Warren S. Poland, M.D. will present a keynote address entitled “Problems of Collegial Learning in Psychoanalysis: Narcissism and Curiosity,” responding to his specific charge to address difficulties that interfere with analysts’ hearing each other.

Personal Background
 Poland practices psychoanalysis in Washington, D.C., where he has been a member of both the American Psychoanalytic Association, the New York Freudian Society.  He is the author of Melting the Darkness: The Dyad and Principles of Clinical Practice as well as a wide range of papers and essays on psychoanalytic technique, applied analysis, and diverse aspects of personal psychology such as humor, whimsy, courage, revenge, etc.  He has also won the JAPA Journal Prize for his paper “The Interpretive Attitude.” The implications of otherness has been a central theme of his work, with specific contributions including considerations of the analyst’s witnessing and outsiderness in general.
 Poland is author of a regular column “Clinician’s Corner” in American Imago and is past editor of the Journal of the American Psychoanalytic Association Review of Books.  In addition he serves or has served on the editorial boards of ten peer reviewed psychoanalytic journals.
 In addition to frequent contributions to panels at meetings of the American Psychoanalytic Association and IPA Congresses, Poland has also organized and participated in a series of Franco-American psychoanalytic discussion groups.
Abstract of Paper
Despite clinical sensitivity when listening to patients, analysts have not fared well in hearing and talking to each other with respectful open-mindedness.  Underlying interfering factors are considered with particular attention to the interplay between self-aimed forces of narcissism and outward aimed forces of curiosity.

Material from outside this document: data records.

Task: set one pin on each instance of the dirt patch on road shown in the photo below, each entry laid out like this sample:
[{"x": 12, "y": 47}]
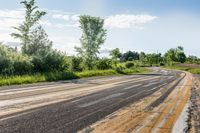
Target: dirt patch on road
[
  {"x": 139, "y": 118},
  {"x": 195, "y": 107}
]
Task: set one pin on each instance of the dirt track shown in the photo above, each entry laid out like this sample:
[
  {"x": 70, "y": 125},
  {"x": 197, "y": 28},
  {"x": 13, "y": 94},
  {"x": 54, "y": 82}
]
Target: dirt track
[{"x": 70, "y": 107}]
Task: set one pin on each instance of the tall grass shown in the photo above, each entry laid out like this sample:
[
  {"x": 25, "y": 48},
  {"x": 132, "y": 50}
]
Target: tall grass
[
  {"x": 183, "y": 68},
  {"x": 55, "y": 76}
]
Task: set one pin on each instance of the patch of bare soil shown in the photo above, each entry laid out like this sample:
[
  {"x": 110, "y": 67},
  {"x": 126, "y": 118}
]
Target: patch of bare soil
[
  {"x": 142, "y": 119},
  {"x": 195, "y": 107}
]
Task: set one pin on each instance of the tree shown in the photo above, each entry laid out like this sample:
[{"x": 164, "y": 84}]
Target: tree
[
  {"x": 33, "y": 15},
  {"x": 115, "y": 53},
  {"x": 175, "y": 55},
  {"x": 130, "y": 56},
  {"x": 39, "y": 42},
  {"x": 93, "y": 37}
]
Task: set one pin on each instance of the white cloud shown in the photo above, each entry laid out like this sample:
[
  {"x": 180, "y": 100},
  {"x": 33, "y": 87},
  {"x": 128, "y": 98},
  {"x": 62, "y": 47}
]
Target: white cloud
[
  {"x": 12, "y": 13},
  {"x": 128, "y": 21},
  {"x": 60, "y": 16}
]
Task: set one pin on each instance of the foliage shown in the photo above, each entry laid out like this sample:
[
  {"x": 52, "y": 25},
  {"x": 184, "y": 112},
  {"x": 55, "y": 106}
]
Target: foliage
[
  {"x": 50, "y": 61},
  {"x": 39, "y": 43},
  {"x": 130, "y": 56},
  {"x": 76, "y": 64},
  {"x": 92, "y": 38},
  {"x": 129, "y": 65},
  {"x": 103, "y": 64},
  {"x": 33, "y": 15},
  {"x": 115, "y": 53},
  {"x": 175, "y": 55},
  {"x": 54, "y": 76},
  {"x": 12, "y": 62}
]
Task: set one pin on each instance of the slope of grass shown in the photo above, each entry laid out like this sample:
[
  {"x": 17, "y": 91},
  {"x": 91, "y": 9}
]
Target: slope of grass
[
  {"x": 56, "y": 76},
  {"x": 188, "y": 69}
]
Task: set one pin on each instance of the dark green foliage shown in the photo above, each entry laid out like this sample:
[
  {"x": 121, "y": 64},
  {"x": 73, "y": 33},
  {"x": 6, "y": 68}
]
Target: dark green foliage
[
  {"x": 39, "y": 43},
  {"x": 76, "y": 64},
  {"x": 130, "y": 56},
  {"x": 103, "y": 64},
  {"x": 129, "y": 65},
  {"x": 12, "y": 62},
  {"x": 32, "y": 16},
  {"x": 175, "y": 55},
  {"x": 115, "y": 54},
  {"x": 92, "y": 38},
  {"x": 49, "y": 62}
]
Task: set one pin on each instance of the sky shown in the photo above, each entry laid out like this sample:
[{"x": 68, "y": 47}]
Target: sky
[{"x": 136, "y": 25}]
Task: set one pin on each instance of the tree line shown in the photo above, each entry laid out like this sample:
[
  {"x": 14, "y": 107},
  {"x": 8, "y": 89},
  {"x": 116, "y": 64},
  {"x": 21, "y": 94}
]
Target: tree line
[{"x": 38, "y": 56}]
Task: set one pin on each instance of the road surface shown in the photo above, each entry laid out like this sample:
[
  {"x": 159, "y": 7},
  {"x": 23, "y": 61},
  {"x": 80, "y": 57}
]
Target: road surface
[{"x": 67, "y": 107}]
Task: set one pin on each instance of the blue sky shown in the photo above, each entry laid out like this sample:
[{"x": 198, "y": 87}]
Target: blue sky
[{"x": 141, "y": 25}]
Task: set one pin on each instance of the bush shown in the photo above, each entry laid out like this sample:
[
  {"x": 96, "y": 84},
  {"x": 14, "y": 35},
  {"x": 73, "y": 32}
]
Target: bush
[
  {"x": 51, "y": 61},
  {"x": 129, "y": 65},
  {"x": 103, "y": 64},
  {"x": 76, "y": 64}
]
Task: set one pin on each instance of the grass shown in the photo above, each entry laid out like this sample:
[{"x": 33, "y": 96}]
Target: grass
[
  {"x": 188, "y": 69},
  {"x": 56, "y": 76}
]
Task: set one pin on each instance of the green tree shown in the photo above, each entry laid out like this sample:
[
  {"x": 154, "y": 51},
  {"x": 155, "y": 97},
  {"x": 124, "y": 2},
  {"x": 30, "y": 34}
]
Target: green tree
[
  {"x": 93, "y": 37},
  {"x": 175, "y": 55},
  {"x": 32, "y": 16},
  {"x": 115, "y": 53},
  {"x": 39, "y": 42},
  {"x": 130, "y": 56}
]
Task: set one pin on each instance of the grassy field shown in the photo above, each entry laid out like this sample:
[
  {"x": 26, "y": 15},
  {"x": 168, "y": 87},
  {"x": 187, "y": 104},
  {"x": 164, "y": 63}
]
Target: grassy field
[
  {"x": 56, "y": 76},
  {"x": 184, "y": 68}
]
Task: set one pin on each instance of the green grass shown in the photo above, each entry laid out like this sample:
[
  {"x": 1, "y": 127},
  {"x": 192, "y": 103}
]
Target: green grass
[
  {"x": 55, "y": 76},
  {"x": 188, "y": 69}
]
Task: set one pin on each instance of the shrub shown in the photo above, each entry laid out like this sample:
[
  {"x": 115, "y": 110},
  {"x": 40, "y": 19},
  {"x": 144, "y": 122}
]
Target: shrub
[
  {"x": 76, "y": 64},
  {"x": 129, "y": 65},
  {"x": 103, "y": 64}
]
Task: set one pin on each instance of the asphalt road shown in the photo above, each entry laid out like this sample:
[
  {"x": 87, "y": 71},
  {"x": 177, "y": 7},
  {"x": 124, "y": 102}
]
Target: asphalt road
[{"x": 67, "y": 107}]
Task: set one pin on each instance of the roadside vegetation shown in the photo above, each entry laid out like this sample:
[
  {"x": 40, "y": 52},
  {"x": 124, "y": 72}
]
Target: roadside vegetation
[{"x": 36, "y": 60}]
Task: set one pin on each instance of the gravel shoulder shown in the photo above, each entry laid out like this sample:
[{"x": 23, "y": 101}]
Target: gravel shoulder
[{"x": 195, "y": 107}]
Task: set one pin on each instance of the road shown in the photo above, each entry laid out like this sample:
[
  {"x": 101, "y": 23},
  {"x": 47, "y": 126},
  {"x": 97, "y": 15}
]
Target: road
[{"x": 67, "y": 107}]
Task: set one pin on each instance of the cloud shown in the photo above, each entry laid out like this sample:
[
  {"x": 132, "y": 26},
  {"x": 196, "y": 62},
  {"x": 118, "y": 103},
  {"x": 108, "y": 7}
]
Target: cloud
[{"x": 128, "y": 20}]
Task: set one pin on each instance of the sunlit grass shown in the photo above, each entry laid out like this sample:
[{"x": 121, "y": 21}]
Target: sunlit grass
[{"x": 55, "y": 76}]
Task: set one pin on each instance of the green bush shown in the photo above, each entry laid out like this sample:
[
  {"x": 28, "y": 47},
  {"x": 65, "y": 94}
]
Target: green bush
[
  {"x": 103, "y": 64},
  {"x": 129, "y": 65},
  {"x": 76, "y": 64}
]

 Included in examination of problems of collegial communication are limitations structurally inherent to the human mind (such as the need to abstract aspects of experience in order to focus attention plus the mind’s tendency to categorical thinking), those derived from individual psychology (such as vulnerability of self esteem), and those related to group dynamics (such as the problems attendant to new ideas and the allegiances they stir, parochialism and the development of radical schools, the competitiveness between schools).  The contribution of cultural influences and the multiply determined uses of language are also highlighted. The core sense of smallness in the strangeness of the universe and in the presence of others is seen as a common thread.